Yes the pitch was the same for both the teams. It is simply that the Indians made better use of the conditions than the South Africans. Yes, it was a vicious turner, but the Indian spin trio of Ravichandran Ashwin, Amit Mishra and Ravindra Jadeja just had more quality than Imran Tahir and Simon Harmer, and the Indian batsmen applied themselves a bit better than their rivals. In fact, for some time in South Africa's second innings, Hashim Amla and Faf Du Plessis, showed that the spiteful track could actually be negotiated.
But still, to have a pitch as the one in Jamtha, especially for an international match, is uncalled for. This reeks of an effort on the part of the Indians to win a Test match by hook or crook. This, I am afraid, is not a sign of a team at the top of its game. The best victory is one which is achieved inspite of the conditions. That is what made the legendary Australian teams under Steve Waugh and Ricky Ponting the champions that they were. Spin, seam or bounce, nothing could stop the Aussie juggernaut.
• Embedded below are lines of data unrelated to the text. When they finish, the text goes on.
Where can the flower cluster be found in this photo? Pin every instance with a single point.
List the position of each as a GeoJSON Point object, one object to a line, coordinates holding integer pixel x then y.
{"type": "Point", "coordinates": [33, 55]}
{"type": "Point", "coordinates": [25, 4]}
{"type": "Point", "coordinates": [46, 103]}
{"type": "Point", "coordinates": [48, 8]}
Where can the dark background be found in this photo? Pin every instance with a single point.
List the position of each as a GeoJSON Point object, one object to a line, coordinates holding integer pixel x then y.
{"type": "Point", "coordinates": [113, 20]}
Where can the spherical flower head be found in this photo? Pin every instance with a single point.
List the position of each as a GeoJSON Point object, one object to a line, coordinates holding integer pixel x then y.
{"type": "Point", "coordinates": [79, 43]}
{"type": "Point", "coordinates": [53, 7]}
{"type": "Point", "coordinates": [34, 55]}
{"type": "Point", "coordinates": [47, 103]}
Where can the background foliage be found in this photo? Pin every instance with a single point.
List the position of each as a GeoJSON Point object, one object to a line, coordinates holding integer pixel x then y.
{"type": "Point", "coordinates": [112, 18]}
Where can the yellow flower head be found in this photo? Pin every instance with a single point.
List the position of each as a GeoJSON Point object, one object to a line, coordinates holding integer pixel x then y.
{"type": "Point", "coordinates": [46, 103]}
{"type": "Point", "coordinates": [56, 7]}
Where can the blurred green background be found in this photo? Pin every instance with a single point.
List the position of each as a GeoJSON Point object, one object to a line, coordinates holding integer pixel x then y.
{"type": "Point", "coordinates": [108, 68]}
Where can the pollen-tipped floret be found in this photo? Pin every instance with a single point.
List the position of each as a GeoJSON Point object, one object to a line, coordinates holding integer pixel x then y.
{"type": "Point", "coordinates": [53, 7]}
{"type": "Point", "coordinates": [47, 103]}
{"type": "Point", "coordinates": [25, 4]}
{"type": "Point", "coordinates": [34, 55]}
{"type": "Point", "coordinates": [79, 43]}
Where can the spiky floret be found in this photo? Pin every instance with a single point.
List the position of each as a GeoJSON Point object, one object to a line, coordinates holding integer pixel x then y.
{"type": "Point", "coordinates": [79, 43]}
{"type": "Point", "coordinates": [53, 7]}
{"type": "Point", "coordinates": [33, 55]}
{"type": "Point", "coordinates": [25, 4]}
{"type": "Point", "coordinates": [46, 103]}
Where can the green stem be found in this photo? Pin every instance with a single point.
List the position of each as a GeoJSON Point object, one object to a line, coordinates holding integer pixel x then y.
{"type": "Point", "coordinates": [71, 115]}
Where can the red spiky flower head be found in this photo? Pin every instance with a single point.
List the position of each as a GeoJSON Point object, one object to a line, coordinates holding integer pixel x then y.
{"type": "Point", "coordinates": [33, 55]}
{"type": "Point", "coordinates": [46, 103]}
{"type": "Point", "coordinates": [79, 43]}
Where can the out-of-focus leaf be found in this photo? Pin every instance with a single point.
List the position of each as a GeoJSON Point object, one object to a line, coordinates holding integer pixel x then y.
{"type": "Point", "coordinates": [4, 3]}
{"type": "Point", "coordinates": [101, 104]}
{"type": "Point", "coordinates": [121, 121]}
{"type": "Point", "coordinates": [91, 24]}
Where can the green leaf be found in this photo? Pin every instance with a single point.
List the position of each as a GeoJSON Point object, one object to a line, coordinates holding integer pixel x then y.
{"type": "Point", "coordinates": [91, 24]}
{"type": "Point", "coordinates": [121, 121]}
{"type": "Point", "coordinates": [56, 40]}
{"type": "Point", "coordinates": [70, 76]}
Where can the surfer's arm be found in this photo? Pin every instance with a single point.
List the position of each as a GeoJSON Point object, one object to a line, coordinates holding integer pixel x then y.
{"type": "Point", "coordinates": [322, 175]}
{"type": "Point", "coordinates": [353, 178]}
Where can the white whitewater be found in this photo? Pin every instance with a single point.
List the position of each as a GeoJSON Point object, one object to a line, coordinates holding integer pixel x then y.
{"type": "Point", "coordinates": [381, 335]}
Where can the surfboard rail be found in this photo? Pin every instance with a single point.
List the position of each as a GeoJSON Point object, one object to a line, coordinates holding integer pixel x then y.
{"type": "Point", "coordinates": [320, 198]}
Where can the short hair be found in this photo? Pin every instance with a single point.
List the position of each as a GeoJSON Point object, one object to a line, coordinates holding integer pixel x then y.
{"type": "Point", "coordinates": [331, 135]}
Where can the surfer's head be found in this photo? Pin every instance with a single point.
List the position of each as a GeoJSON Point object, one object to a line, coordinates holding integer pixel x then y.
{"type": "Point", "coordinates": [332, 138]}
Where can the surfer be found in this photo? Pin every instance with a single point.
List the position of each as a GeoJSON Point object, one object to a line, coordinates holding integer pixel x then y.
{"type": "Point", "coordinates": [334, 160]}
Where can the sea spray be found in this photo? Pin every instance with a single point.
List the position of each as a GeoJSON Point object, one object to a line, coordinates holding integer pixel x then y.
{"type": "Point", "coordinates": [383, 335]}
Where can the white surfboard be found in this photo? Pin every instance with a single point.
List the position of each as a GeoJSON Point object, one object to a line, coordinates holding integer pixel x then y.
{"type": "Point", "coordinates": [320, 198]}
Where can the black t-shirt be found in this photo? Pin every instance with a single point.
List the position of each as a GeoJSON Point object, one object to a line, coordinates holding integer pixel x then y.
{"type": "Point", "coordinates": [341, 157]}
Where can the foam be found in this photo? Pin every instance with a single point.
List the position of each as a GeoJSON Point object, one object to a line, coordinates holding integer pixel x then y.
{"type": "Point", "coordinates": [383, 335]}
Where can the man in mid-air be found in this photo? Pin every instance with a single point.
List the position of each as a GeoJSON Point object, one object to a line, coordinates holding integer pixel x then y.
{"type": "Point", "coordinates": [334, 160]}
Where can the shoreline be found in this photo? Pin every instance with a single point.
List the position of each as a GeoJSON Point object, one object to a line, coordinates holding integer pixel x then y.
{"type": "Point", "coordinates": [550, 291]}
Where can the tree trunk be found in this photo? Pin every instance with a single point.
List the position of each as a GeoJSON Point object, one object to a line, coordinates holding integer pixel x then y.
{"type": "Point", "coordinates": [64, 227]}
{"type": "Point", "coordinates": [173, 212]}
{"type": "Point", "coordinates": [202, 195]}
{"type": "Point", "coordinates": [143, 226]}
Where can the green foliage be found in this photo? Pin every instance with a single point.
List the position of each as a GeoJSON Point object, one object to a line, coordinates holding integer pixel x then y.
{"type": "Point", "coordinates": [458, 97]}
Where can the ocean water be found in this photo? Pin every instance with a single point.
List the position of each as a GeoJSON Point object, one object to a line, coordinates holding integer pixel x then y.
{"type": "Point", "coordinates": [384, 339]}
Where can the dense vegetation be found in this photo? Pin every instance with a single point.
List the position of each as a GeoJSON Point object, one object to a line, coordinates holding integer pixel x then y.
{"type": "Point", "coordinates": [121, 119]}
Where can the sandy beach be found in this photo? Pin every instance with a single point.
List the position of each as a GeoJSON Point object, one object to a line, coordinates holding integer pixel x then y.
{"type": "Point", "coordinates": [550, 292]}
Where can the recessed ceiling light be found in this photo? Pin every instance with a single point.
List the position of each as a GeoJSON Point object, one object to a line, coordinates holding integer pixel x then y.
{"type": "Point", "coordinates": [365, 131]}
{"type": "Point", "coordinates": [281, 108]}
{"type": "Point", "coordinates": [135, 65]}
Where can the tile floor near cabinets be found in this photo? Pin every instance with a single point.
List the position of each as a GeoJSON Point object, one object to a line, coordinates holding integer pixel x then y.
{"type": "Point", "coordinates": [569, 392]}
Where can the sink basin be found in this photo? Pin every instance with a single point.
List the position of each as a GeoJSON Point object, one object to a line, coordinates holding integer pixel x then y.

Whenever you stack the odds so much against your opposition, there is always a possibility of the opposition coming back at you and hitting you where it hurts the most. Can you blame then, the Proteas for preparing a green top at Durban in 1996, that saw the touring Indians singed by pace? Can you blame the Kiwis for preparing pace-friendly tracks in 2002 on which the Indians came a cropper? No country can perhaps be faulted more playing to its strengths. So if the Indians' strength is spin, they are well within their rights to prepare a track that assists spinners, but is it in the spirit of the game to have a pitch where batsmen find it next to impossible to survive? That way you are basically taking your opposition out of the equation even before the match. If you would have left something for your opposition to work with, there could still have been a fight.
Nobody wants a walkover, for that is hardly a victory. Celebrate Team Kohli's second Test series victory as you may, but would you still be smiling when India tours the Rainbow nation and is greeted with menacing green tops at Durban, Cape Town and Johannesburg? Something to ponder!